But in late October 1944, she was tried for treason. There was an eight-day postponement to give the judges more time to find a verdict, followed by another postponement, this one due to the appointment of a new Judge Advocate. She was executed by a firing squad before the judges had returned a verdict. She kept up her diary entries until her last day, November 7, 1944 writing on the walls of her cell. These words were found in her cell after her execution:
One – two – three… eight feet long
Two strides across, the rest is dark…
Life is a fleeting question mark
One – two – three… maybe another week.
Or the next month may still find me here,
But death, I feel is very near.
I could have been 23 next July
I gambled on what mattered most, the dice were cast. I lost.
Hannah Senesh was an astonishing woman, a poet and playwright, writing both in Hungarian and Hebrew.
The following lines and maybe her most famous are the last song she wrote after she was parachuted into a partisan camp in Yugoslavia:
Blessed is the match consumed in kindling flame.
Blessed is the flame that burns in the secret fastness of the heart.

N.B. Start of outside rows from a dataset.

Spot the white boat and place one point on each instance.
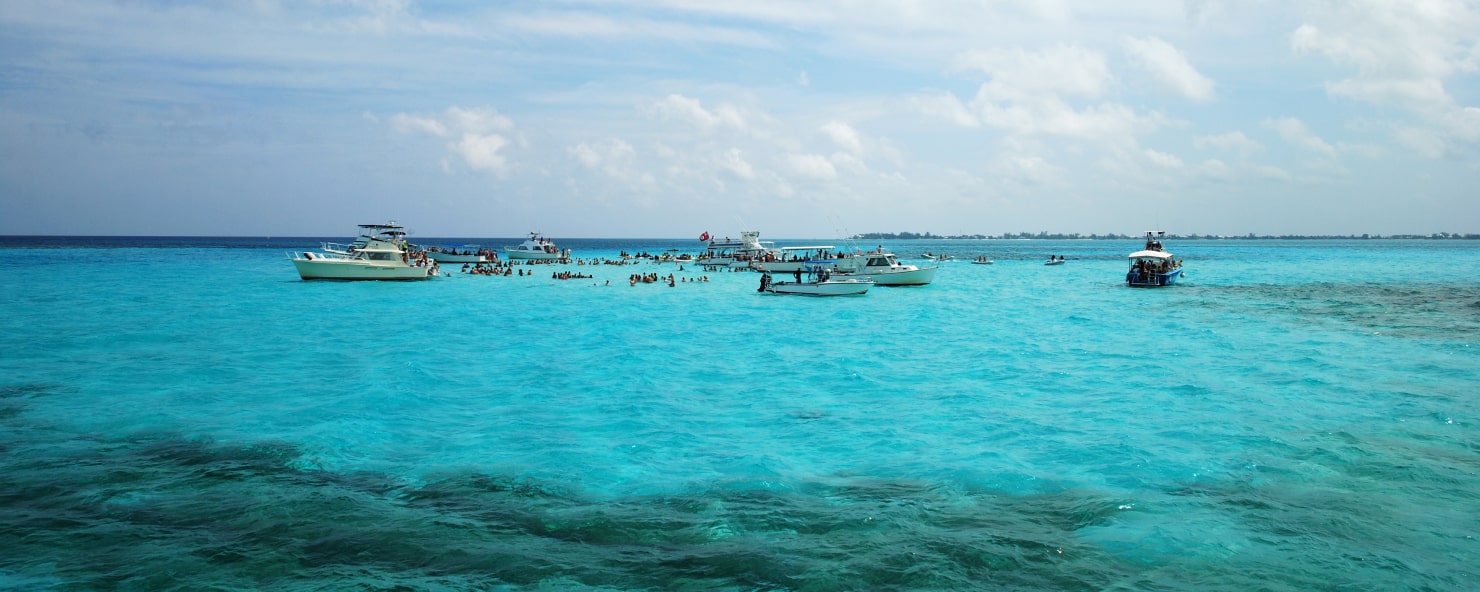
(791, 259)
(461, 253)
(816, 281)
(378, 253)
(733, 253)
(884, 270)
(536, 249)
(1153, 267)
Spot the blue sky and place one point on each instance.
(804, 120)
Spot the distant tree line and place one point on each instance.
(1076, 236)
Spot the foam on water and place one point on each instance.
(1295, 416)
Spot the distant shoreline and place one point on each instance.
(1121, 237)
(857, 237)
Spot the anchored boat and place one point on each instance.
(1153, 267)
(378, 253)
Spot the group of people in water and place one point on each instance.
(671, 280)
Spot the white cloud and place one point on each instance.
(733, 160)
(1402, 51)
(1058, 119)
(1023, 76)
(1232, 141)
(1295, 132)
(477, 145)
(481, 153)
(480, 120)
(1214, 169)
(406, 123)
(1171, 67)
(814, 166)
(1164, 160)
(844, 136)
(946, 107)
(691, 111)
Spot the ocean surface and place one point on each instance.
(188, 415)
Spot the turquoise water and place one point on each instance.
(188, 415)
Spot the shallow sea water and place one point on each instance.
(188, 415)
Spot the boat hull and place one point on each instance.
(357, 270)
(1153, 280)
(909, 277)
(526, 255)
(831, 287)
(789, 267)
(449, 258)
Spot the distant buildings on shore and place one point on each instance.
(1076, 236)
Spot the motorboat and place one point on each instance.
(536, 247)
(1153, 267)
(885, 270)
(378, 253)
(733, 253)
(791, 259)
(817, 280)
(461, 253)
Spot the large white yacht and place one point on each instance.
(378, 253)
(733, 253)
(885, 270)
(816, 280)
(536, 247)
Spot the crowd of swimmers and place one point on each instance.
(671, 280)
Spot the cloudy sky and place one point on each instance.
(798, 119)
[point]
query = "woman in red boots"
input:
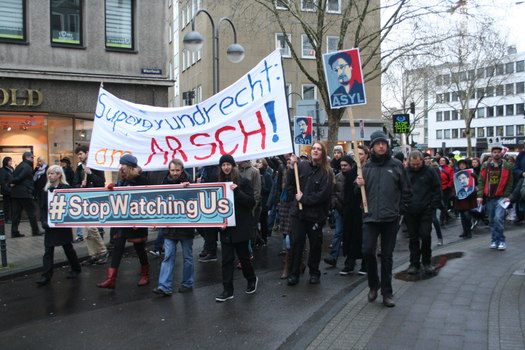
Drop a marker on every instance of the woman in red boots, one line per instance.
(130, 174)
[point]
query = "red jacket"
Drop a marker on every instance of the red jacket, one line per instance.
(447, 177)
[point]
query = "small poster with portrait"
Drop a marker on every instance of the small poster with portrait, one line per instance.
(464, 183)
(344, 78)
(303, 131)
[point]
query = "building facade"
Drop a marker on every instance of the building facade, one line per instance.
(496, 103)
(56, 54)
(259, 33)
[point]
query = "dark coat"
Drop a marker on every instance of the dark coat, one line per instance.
(6, 176)
(244, 201)
(23, 180)
(177, 233)
(54, 236)
(426, 190)
(316, 186)
(130, 232)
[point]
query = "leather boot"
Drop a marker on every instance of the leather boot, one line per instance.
(286, 269)
(144, 275)
(111, 281)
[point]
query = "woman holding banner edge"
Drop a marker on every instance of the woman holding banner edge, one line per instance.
(130, 174)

Blessed is the heart with strength to stop its beating for honor’s sake.
Blessed is the match consumed in kindling flame.
Before I finish, I’d just like to share another piece of Hannah’s poetry. For me, these words describe who she was, how she inspires me and provides a guide for who I could be
There are stars whose radiance is visible on earth
though they have long been extinct.
There are people whose brilliance continues to light the world
though they are no longer among the living.

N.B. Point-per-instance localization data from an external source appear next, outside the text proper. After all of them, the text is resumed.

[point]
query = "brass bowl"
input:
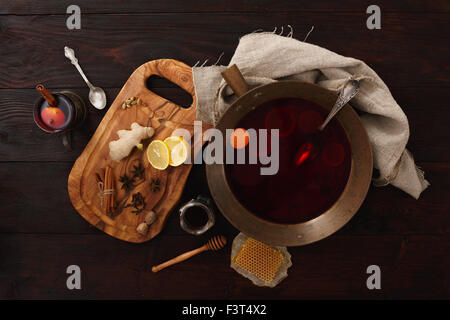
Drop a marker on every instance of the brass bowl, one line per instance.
(329, 221)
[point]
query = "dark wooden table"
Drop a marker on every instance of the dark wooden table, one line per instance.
(41, 234)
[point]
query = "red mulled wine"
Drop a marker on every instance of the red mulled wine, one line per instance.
(294, 194)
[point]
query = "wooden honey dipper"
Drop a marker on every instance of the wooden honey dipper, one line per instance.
(215, 243)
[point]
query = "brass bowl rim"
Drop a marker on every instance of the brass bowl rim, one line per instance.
(326, 223)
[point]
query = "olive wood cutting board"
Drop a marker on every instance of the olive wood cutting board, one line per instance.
(164, 116)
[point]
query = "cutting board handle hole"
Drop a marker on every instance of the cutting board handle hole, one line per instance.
(169, 91)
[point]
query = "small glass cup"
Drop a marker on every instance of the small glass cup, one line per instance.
(197, 216)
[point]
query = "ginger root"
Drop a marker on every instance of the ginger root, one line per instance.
(128, 139)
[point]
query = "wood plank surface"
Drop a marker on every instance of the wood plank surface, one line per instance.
(41, 234)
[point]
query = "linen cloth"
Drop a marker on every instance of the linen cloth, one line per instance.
(266, 57)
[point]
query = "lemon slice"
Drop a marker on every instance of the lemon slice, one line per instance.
(178, 150)
(158, 154)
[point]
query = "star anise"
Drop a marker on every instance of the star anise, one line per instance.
(155, 185)
(138, 171)
(127, 182)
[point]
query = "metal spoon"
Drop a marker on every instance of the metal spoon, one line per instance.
(312, 146)
(97, 96)
(348, 91)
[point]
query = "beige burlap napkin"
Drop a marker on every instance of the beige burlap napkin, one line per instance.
(267, 57)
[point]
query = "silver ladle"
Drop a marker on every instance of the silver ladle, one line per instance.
(97, 96)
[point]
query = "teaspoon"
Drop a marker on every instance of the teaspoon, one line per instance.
(97, 96)
(311, 148)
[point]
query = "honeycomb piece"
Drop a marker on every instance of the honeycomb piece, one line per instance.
(259, 259)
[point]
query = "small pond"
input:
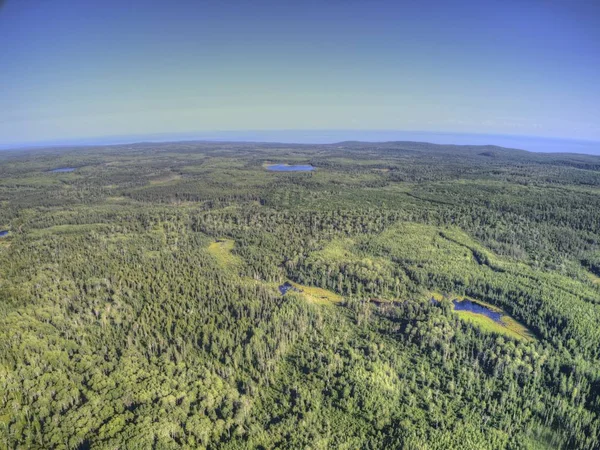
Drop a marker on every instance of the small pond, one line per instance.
(476, 308)
(290, 168)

These lights are particularly bright when the night is dark.
They light the way for mankind.
Hannah Senesh along with so many other great women, serve as a source of inspiration and strength for us all, reminding us of the power of faith, the importance of family, and the enduring values of our people. In these most difficult times, may we all strive to live up to their example, and be blessed with their courage, their devotion, and their unwavering faith in the years to come.